(T1530-07-39) Overcoming Incompatibility between Moxifloxacin and Carbopol^®934 Polymers in Ophthalmic Drug Delivery Systems

Purpose: In our previous investigation, Carbopol^® 934, used as a mucoadhesive agent in topical ocular drug delivery applications, was incorporated into a Moxifloxacin (MOX) loaded nanoemulsion to extend the drug's ocular residence time. However, a yellow precipitate formed at the bottom of the container during preparation. This study aims to overcome the observed incompatibility between MOX and Carbopol^® 934.

Methods: The reaction between MOX and Carbopol^® 934 polymer was initiated at a 1:1 ratio. In vitro release-diffusion study of the MOX-Carbopol^® 934 complex was performed using the dialysis method. Different salts were selected to assess their ability to dissolve the MOX-Carbopol^® 934 complex. The MOX content of solutions of dissolved complex, post-salt addition, was determined using a validated HPLC method. Also, the volume of salt solution required to dissolve the MOX-Carbopol^® 934 complex and resulting osmolality were determined.

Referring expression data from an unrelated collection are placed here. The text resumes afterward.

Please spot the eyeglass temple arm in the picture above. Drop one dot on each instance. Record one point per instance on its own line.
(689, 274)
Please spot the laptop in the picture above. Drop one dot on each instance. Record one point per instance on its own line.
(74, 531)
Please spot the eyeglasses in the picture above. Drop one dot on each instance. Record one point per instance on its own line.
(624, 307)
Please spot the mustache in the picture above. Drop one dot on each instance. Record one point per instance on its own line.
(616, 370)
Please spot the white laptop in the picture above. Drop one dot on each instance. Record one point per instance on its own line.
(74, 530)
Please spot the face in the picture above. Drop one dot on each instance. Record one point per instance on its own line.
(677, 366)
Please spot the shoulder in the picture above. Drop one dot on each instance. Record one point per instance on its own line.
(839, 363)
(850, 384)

Results: The in vitro release-diffusion profile of the MOX-Carbopol^® 934 complex showed hardly any release of MOX, even after 24 hours at pH 7.4. Interestingly, only four of the tested salts were able to dissolve the MOX-Carbopol^®934 complex completely, with final pH values ranging from 5.08 to 7.85. The MOX content in solution following the addition of three basic salts (Na₂HPO₄.2H₂O, KHCO₃, or NaHCO₃) to the MOX-Carbopol^® 934 complex ranged from 97-103%, demonstrating complete disruption of the MOX-Carbopol^® 934 complex. The neutral salt (NH₄CH₃COOH), however, did not fully dissolve/disrupt the complex, with only 87% MOX in solution. The osmolality of the MOX-Carbopol^® 934 reaction mixture increased with the addition of NaHCO₃, KHCO₃, and NaH₂PO₄.2H₂O, however, it remained within the acceptable range for ocular applications.

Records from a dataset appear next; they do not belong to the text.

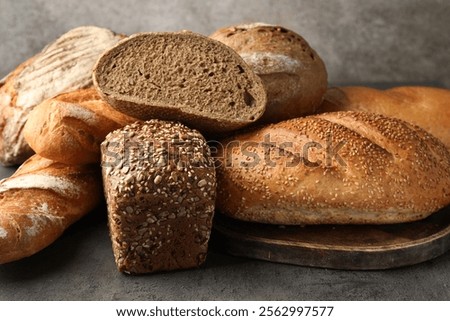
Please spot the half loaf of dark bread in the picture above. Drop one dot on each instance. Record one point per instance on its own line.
(181, 76)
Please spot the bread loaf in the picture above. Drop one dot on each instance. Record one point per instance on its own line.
(333, 168)
(70, 127)
(160, 186)
(293, 74)
(39, 201)
(426, 107)
(64, 65)
(182, 77)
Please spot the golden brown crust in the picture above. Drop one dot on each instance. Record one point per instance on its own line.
(342, 168)
(426, 107)
(70, 127)
(39, 201)
(293, 74)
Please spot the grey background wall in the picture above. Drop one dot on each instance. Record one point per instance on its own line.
(361, 41)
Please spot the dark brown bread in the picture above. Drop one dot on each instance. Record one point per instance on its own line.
(160, 188)
(334, 168)
(182, 77)
(426, 107)
(40, 200)
(64, 65)
(293, 74)
(70, 127)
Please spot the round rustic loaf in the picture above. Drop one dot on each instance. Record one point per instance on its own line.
(293, 74)
(160, 187)
(426, 107)
(333, 168)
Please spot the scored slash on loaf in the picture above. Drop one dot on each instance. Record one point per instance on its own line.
(182, 77)
(160, 187)
(292, 72)
(426, 107)
(382, 170)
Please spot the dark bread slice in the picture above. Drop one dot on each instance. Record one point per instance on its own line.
(180, 76)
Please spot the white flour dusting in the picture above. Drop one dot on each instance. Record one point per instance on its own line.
(42, 181)
(254, 25)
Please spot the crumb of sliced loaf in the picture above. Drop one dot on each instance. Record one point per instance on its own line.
(181, 76)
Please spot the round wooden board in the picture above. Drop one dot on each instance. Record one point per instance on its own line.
(363, 247)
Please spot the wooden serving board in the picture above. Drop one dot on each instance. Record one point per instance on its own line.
(368, 247)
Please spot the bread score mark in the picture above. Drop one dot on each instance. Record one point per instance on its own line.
(264, 63)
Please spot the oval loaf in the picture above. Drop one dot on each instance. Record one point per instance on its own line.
(334, 168)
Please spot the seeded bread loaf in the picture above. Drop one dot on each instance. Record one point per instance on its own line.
(293, 74)
(160, 187)
(70, 127)
(64, 65)
(333, 168)
(426, 107)
(182, 77)
(39, 202)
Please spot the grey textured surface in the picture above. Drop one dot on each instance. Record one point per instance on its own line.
(381, 41)
(360, 41)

Conclusion: The MOX-Carbopol^® 934 complex showed no release of MOX even after 24 hours. This release limitation is attributed to the strong interaction between the cationic amine of MOX and the anionic carboxylic group of Carbopol^® 934 within the complex. The ability of the basic salts (Na₂HPO₄.2H₂O, NaHCO₃, and KHCO₃) to prevent/disrupt the MOX-Carbopol^® complex formation will be a focus for future studies incorporating Carbopol^® polymers into MOX-containing topical ocular formulations.

Figure 1. In vitro release-diffusion profile of Moxifloxacin (MOX) from control solution (0.5%) and MOX-Carbopol® 934 complex mixtures. The release-diffusion studies were carried out using a Thermo Scientific Slide-A-Lyzer™ MINI dialysis device (10 K MWCO). Data represents mean ± SD (n = 3).

Figure 2. The Moxifloxacin (MOX) content in solution following the addition of 2 mL of 1M of different salts solutions (Na2HPO4.2H2O, NaHCO3, KHCO3, and NH4CH3COOH) to 2 mL of MOX-Carbopol®934 (1:1) reaction mixture. Data represents mean ± SD (n = 3).

Table 1. pH and visual observations following the addition of 2 mL of nine salt solutions (1M) to MOX-Carbopol®934 (1:1) reaction mixtures.